Peninabobokan ini telah berlangsung lama – 17 tahun. Citra APBD besar melambangkan Rokan Hilir sebagai salah satu Kabupaten kaya di Indonesia, berakibat terpolanya konsep berfikir elit dan rakyat untuk sekedar menghabiskan apa yang ada didepan mata. Elit pemerintahan terpola pada kehidupan yang konsumtif bahkan cenderung berlebihan. Rakyat terpola pada sikap hidup apatis dan cenderung pragmatis.

Etika politik Melayu menyebutkan dalam memerintah diperlukan Kebijakan dan Kebijakan adalah sifat yang mutlak harus dimiliki oleh setiap pemimpin tampak telah lapuk digerus arus individualisme. Tradisi Melayu yang selalu memposisikan sifat bijak sebagai salah satu sifat utama yang harus dimiliki oleh seorang pemimpin lebur ditengah tercemarnya lingkungan hidup di negeri ini, baik oleh limbah PKS (Pabrik Kelapa Sawit) maupun limbah lainnya.

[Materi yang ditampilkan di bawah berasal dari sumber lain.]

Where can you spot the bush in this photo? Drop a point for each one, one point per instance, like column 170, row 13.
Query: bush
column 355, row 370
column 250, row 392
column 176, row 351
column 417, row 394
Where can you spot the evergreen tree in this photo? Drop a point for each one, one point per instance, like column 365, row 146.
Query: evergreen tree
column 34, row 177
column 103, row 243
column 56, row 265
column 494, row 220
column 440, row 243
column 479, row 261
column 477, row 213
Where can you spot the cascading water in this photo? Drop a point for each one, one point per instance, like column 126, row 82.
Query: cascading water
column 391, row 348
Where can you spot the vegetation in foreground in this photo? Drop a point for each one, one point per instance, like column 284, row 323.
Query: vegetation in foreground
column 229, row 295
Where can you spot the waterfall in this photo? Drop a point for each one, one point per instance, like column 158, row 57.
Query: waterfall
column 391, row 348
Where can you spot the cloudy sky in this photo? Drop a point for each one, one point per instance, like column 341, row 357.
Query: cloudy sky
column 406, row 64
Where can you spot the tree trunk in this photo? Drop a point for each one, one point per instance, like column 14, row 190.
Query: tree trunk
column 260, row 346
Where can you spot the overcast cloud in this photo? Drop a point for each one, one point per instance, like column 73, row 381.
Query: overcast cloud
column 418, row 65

Kebijaksanaan sangat erat kaitannya dengan ketepatan dalam mengambil keputusan. Tanpa kebijakan, pemimpin akan mudah sekali terjerumus dalam tindakan dan keputusan yang sewenang-wenang. Oleh karena itu seorang pemimpin harus cerdik.

Sebagai pemimpin banyak cerdiknya:
Cerdik mengurung dengan lidah
Cerdik mengikat dengan adat
Cerdik menyimak dengan syarak
Cerdik berunding sama sebanding
Cerdik mufakat sama setingkat
Cerdik mengalah tidak kalah
Cerdik berlapang dalam sempit
Cerdik berlayar dalam perahu bocor
Cerdik duduk tidak suntuk
Cerdik tegak tidak bersundak

Ketidakcerdikan” melihat masalah membuat banyak kebijakan akhirnya menjadi tidak bijak. Isyu Tenaga Honorer yang ingin dirumahkan membuat antipati masyarakat bawah. Isyu jumlah Tenaga Honorer yang besar hilang ditelan isyu transfer dana yang ditarik kembali. Lalu muncul isyu honorarium yang telah dibayarkan akan ditarik kembali. Padahal masyarakat menunggu Kebijakan Yang Pasti dan Membumi.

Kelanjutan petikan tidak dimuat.